OK, it's an adoption joke, and in the film, it's funny. It's also not about Loki being adopted so much as the strained relationship between he and his brother. It's also the ONLY reference to Loki's adoptive status, and Thor's presence in the film is explained by his adoptive family's sense of responsibility to him. I mean, it's not like he's repeatedly called out for his birthright. Hulk doesn't call him "puny adopted kid." Captain America isn't leading the Avengers into battle shouting, "let's get that guy who doesn't know who his real mother is!" The line itself strikes me as exactly the kind of thing an embarrassed brother would say about another.

Also, if you've seen the Thor film (which, I'm sure Ms. Berke hasn't), it's pretty clear that Loki's ambitions have little to do with finding out that Odin isn't his "real" father. A revelation that happens well after Loki's evil actions begin. Since the character's creation in the 60's, Loki's evil has never been simply because he was adopted, as Ms. Berke tries to assert.

Which isn't to say that Loki's actions aren't somewhat tied to his family life. He's overshadowed by his brother at every turn, and insanely jealous of Thor for it. While the revelation of his parentage feeds that, it's not the reason for it. That's brothers, not just adoptive brothers.
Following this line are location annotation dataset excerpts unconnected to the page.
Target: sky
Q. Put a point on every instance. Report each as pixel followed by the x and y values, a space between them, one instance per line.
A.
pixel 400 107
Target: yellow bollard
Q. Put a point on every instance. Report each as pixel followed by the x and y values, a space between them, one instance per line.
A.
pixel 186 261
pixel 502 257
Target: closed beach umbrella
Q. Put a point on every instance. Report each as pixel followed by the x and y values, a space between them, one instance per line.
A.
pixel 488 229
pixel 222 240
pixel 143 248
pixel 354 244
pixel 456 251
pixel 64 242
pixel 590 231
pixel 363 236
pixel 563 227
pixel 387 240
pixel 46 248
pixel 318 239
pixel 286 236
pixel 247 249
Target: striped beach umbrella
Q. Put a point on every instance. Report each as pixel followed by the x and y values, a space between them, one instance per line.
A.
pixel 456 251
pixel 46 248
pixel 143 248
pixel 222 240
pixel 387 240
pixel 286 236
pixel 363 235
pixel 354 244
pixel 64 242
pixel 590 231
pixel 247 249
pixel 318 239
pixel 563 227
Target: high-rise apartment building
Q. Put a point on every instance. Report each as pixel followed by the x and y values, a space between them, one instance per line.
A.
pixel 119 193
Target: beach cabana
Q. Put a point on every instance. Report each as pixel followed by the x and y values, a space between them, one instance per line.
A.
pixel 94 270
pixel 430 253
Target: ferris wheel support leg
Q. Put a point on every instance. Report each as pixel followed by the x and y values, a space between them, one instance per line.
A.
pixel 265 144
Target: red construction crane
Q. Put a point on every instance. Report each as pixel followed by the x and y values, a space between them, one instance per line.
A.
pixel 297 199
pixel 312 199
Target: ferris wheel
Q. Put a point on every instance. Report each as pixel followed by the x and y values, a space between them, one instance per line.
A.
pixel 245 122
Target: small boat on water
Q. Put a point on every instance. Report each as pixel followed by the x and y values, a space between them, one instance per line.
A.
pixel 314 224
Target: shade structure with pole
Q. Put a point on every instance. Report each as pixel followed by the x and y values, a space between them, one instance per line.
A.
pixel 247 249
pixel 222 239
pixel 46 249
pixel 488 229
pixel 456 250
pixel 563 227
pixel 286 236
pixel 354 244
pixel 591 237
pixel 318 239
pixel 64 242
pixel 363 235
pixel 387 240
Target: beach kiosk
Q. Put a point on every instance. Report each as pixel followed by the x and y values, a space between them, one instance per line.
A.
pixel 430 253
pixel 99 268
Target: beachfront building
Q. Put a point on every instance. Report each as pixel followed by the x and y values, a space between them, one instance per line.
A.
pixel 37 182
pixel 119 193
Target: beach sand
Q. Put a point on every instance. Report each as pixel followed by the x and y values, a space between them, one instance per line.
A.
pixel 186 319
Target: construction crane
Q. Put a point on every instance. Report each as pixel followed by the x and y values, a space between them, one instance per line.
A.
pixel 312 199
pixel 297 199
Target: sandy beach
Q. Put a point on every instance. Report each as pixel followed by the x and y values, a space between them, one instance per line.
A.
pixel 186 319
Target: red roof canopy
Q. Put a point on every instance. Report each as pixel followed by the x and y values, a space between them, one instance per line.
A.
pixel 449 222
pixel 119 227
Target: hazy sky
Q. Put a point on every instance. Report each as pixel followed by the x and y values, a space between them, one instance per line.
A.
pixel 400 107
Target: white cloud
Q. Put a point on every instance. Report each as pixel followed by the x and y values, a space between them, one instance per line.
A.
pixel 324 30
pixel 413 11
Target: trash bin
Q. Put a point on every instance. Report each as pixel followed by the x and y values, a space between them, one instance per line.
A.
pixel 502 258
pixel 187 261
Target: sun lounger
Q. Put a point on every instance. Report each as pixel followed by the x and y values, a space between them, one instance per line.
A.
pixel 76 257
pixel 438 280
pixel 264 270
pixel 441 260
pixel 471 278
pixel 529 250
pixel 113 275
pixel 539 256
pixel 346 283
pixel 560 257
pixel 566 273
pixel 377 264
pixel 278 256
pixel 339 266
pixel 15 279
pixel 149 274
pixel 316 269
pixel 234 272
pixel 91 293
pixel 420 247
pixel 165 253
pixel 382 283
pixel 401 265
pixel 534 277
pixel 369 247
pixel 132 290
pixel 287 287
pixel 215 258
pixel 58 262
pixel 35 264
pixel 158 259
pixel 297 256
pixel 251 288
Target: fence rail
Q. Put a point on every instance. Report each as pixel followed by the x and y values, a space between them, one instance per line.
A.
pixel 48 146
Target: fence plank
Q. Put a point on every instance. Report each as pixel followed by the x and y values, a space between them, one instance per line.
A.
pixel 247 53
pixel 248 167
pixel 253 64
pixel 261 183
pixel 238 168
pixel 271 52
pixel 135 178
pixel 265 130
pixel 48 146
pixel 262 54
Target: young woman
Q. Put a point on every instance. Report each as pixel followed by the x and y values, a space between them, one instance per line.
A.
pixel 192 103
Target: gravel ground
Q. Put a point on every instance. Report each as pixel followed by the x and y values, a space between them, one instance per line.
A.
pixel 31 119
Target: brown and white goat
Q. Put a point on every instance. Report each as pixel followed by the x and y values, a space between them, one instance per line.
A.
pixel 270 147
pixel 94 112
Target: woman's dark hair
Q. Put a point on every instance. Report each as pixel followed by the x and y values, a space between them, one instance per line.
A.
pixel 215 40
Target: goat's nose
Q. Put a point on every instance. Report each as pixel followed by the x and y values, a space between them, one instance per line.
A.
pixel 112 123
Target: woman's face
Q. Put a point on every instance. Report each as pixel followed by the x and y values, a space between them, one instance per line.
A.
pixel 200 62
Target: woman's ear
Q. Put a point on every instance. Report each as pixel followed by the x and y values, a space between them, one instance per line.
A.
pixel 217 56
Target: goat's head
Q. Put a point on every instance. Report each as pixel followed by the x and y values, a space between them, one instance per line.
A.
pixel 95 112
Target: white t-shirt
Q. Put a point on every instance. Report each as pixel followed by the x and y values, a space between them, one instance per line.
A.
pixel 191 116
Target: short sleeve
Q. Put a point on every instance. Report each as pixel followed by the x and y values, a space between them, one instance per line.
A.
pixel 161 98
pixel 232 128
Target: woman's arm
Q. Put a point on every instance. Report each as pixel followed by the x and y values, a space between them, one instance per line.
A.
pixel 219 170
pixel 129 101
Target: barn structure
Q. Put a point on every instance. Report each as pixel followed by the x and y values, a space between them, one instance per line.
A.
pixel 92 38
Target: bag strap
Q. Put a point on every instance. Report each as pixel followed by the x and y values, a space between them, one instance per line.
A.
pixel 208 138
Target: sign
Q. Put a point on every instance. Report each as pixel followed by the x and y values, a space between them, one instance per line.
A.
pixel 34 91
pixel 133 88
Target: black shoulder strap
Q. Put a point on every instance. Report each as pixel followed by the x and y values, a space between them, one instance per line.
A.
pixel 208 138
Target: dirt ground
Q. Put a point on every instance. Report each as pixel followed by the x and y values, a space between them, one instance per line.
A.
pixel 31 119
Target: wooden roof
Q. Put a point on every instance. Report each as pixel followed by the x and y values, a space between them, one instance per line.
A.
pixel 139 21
Let me put it into the framework of my situation. I always knew there was a difference between myself and my siblings. There was a distance, some jealously on my part for the fact they were brought up together, but that distance had nothing to do with my adoptive status. If I had been the biological child of my mother and father, the situation would be exactly the same. Sure, I could've chose to make my status as adopted the issue, but I didn't.

That's the rather long, geeky, reasoning behind what I'm about to say. Some people may be offended by it, but this is how I feel.

Jamie Berke, you do NOT speak for me, as a child of adoption. I, as a child of adoption, understand the concepts of perspective, context, and, yes, humor. The joke in The Avengers is only offensive if you allow yourself to be so insecure about yourself that you can't hear the word "adoption" without tensing up. Taken as it is presented in the film, it's truly funny, and it illuminates the relationship between Thor and Loki.

There's an old adage that nothing is offensive if it makes you laugh. I think that's true. Comedy, well, GOOD comedy, by it's nature is about approaching difficult subjects with a lightness of heart and a willingness to laugh at yourself. If everyone around you is laughing, and you're not, maybe the issue isn't with the joke, but with you.

So, this adopted child is telling Marvel that they don't owe me an apology, nor anyone else. If Ms. Berke and her crew wish to boycott the movie, more power to them, but they don't deserve an apology. There's nothing to apologize for. 

1 comment:

  1. Glad you posted this. I have five adopted nieces and nephews and our family is over-blessed to have them in the clan. They are just as loved and cared for as any of the born into the family kids. Maybe more so. They were harder to get.